1 out of 1 people found the following comment useful :-

outstanding performances lift conventional drama, 19 March 2007
Author: Roland E. Zwick (magneteach@aol.com) from United States
To get the full, globe-trotting flavor of "Clean," one need simply note that Emily Wang is a Chinese immigrant living in Paris with her British rock star boyfriend, and that their child is being raised by the young man's parents in Vancouver, Canada. All I can say is that "Babel" clearly has nothing on this film when it comes to international story lines spanning widely varying cultures and time zones.
Though a French film, "Clean" actually begins in the English-speaking section of Canada where Emily and her husband, Lee Hauser, both heroin addicts, are desperately attempting to jumpstart Hauser's fading music career. The couple seems to be patterned somewhat after John Lennon and Yoko Ono, since everyone around them seems to think that Emily's undue influence on him is bringing him down both personally and professionally. When Hauser dies of a drug overdose, Emily - who earned some renown of her own as a music show hostess on an MTV-style interview show on French TV a decade or so back - is arrested for heroin possession and sentenced to six months in prison. Upon her release, she returns to Paris, agreeing not to have any contact with her son until she can kick her drug habit and make a decent life for herself.
As a cautionary tale about drug addiction in the music business, "Clean" doesn't show us anything we haven't already seen in countless films (and VH-1 specials) on this very same subject before. Yet, although the movie is a bit too scattered in its focus at times, when it is zeroing in on the things that really matter - Emily's attempts at overcoming her addiction and her efforts at forging a meaningful relationship with her young son - it is poignant, profound and deeply touching. The movie is blessed with a pair of outstanding performances by Maggie Cheung as Emily and Nick Nolte as Hauser's father, a kindhearted soul who believes in forgiveness and who offers a helping hand to a woman whose life, despite all her best efforts, is constantly teetering on the edge of disaster. Their scenes together, as the two characters reveal their fears, insecurities and even tentative hopes to one another, are both spellbinding and breathtaking, and show us what fine movie acting is really all about.
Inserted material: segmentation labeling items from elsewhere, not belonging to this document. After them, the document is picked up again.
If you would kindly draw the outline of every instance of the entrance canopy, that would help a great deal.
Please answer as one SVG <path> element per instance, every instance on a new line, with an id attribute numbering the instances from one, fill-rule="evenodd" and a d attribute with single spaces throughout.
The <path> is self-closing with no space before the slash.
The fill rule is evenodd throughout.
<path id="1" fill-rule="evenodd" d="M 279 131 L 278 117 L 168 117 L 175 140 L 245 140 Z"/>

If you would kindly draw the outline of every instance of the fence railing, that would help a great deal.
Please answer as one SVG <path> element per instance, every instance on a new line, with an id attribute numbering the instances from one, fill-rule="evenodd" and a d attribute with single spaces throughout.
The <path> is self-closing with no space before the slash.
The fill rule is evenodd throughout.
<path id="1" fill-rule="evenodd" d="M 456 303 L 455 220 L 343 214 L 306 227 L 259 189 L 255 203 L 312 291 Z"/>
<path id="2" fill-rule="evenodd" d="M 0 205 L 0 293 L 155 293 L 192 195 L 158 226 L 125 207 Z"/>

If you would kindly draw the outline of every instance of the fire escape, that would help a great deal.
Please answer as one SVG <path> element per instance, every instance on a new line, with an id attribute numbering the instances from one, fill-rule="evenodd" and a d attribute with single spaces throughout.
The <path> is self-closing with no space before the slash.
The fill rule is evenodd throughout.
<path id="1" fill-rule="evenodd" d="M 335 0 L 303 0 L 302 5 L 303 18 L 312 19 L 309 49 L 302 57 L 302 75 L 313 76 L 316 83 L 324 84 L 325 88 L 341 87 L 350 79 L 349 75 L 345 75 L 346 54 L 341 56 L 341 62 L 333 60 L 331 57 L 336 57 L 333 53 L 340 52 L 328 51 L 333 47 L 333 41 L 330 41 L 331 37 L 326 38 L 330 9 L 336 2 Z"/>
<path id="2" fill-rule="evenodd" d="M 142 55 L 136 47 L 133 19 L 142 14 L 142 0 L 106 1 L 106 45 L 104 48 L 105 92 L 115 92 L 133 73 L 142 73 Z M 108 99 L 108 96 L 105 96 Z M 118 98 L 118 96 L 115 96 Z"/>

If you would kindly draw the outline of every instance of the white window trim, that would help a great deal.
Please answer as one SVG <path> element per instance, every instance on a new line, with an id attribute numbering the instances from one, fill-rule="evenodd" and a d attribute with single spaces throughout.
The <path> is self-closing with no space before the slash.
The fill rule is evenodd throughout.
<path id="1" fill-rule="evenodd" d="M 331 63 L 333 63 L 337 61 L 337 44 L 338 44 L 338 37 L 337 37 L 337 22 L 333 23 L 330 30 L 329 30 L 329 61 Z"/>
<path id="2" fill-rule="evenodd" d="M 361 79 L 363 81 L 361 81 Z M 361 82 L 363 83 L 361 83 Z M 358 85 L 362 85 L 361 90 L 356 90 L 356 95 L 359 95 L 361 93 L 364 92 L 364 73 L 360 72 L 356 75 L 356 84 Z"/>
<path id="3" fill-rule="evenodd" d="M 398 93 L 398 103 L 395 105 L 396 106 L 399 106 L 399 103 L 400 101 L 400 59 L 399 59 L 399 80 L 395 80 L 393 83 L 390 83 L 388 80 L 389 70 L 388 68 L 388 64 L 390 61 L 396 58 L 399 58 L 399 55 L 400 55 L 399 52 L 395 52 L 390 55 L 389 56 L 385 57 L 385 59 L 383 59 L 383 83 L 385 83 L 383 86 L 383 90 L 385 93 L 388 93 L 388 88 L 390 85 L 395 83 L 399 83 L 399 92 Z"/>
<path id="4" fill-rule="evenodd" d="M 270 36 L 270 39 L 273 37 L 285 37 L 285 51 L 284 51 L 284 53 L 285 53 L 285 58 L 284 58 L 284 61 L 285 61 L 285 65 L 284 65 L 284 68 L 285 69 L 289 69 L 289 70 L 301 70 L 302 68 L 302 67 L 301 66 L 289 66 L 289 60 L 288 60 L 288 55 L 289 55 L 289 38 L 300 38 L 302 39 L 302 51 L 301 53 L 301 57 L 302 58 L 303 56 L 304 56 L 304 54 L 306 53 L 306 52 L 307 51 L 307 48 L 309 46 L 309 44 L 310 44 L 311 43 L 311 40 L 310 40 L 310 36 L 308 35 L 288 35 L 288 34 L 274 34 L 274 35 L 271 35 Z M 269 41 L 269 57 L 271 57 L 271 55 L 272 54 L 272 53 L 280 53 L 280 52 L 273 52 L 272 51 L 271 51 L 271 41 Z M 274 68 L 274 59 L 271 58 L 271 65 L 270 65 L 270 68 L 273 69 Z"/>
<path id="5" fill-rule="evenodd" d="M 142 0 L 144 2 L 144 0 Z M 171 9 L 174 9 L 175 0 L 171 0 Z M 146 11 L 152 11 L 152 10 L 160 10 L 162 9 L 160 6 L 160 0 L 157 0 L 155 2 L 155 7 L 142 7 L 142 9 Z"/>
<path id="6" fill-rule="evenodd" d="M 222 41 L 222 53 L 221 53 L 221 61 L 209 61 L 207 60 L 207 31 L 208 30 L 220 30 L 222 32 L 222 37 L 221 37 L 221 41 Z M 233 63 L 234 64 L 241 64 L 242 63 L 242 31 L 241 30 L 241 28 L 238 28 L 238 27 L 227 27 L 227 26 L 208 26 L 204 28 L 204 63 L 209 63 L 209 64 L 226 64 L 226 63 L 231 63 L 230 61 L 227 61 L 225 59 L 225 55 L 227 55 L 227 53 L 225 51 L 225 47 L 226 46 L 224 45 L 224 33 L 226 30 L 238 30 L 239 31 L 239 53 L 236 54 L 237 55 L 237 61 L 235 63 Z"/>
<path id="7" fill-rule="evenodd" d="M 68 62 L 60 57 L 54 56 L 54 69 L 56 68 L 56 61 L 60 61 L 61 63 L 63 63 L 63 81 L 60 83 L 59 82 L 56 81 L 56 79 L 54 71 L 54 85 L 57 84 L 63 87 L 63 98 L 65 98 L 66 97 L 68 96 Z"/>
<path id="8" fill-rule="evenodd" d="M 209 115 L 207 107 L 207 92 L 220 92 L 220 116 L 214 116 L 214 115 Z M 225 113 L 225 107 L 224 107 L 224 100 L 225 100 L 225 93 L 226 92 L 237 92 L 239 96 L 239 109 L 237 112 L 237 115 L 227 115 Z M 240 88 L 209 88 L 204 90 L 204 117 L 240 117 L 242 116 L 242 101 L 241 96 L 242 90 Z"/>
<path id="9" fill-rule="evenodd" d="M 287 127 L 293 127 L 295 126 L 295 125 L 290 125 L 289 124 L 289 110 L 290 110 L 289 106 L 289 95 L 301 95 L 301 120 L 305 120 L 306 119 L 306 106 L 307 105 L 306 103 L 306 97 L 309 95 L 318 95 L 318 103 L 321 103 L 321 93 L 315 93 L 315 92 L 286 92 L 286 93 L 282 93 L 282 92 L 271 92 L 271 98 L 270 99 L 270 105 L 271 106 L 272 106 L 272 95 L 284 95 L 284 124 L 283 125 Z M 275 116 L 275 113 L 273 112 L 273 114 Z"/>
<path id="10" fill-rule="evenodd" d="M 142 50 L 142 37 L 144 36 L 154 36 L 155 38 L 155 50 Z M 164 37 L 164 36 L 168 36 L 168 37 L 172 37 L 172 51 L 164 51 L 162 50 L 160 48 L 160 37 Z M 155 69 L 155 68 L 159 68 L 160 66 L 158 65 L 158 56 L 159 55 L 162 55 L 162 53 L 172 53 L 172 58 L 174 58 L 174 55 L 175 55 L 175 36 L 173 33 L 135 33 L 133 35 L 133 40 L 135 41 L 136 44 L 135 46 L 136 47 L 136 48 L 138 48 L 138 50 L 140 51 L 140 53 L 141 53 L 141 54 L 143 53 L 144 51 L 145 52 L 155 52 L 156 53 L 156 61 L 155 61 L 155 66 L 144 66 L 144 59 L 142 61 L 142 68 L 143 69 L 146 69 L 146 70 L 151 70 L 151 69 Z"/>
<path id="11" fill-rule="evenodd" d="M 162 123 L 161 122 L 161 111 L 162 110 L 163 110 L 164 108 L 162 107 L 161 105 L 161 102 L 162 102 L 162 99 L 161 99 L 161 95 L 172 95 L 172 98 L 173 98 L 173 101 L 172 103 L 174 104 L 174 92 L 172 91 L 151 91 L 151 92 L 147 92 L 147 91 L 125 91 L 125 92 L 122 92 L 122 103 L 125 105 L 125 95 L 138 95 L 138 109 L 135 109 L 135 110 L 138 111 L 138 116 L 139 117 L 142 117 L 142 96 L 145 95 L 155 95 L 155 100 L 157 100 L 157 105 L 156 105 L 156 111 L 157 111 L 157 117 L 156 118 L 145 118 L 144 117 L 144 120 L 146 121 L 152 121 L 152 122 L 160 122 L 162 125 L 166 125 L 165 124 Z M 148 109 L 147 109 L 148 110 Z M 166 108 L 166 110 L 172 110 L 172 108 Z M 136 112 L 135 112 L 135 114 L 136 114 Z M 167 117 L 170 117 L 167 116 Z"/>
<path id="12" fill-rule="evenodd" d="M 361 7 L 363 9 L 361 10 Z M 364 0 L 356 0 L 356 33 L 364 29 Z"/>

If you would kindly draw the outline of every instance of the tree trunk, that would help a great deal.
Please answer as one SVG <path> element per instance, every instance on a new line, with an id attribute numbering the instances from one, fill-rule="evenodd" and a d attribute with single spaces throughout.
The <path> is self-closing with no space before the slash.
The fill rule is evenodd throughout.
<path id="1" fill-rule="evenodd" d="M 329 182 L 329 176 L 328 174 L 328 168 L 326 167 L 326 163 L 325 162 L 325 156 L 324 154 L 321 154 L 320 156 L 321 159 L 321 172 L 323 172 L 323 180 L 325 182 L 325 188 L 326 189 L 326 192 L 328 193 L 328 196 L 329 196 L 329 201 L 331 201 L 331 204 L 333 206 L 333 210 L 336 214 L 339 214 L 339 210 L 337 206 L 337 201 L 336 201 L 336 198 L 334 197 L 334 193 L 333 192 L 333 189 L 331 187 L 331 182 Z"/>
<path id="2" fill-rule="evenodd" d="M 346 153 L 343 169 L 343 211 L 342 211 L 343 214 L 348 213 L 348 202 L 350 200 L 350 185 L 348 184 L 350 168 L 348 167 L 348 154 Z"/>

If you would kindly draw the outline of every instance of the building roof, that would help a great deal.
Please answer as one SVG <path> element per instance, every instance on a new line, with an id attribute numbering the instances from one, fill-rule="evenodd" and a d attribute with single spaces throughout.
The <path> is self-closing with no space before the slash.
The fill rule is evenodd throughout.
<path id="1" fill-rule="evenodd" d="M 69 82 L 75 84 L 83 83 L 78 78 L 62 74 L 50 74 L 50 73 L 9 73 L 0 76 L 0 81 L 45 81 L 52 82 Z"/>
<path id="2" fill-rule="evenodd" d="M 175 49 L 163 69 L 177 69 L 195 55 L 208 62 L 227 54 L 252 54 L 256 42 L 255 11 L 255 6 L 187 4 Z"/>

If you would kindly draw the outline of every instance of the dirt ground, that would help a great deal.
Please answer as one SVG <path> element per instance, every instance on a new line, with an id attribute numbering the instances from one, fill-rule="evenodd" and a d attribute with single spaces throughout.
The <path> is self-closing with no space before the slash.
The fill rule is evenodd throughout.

3 out of 5 people found the following comment useful :-

Stylish, moodily entertaining, with verisimilitude., 5 August 2007
Author: Branimir9000-01 from United States
Just saw this on Sundance Channel and was quietly but firmly impressed. ALL performances were top notch, yes. even the little boy's. Nick Nolte is the damned finest actor of his generation probably and Miss Cheung is terrific in her French and English speaking role. I admit to some ignorance of her career, but from my limited perspective, seeing her performances botched by inscrutable kung fu editing and bad subtitling, it was almost a revelation to see her subdued and so movingly...human. (Same to be said for her contemporary Michelle Yeoh, by the way, in her non-Hong Kong stuff.) I'm a sucker for style and this film has some. Points for incidental 70's Brian Eno music snippets.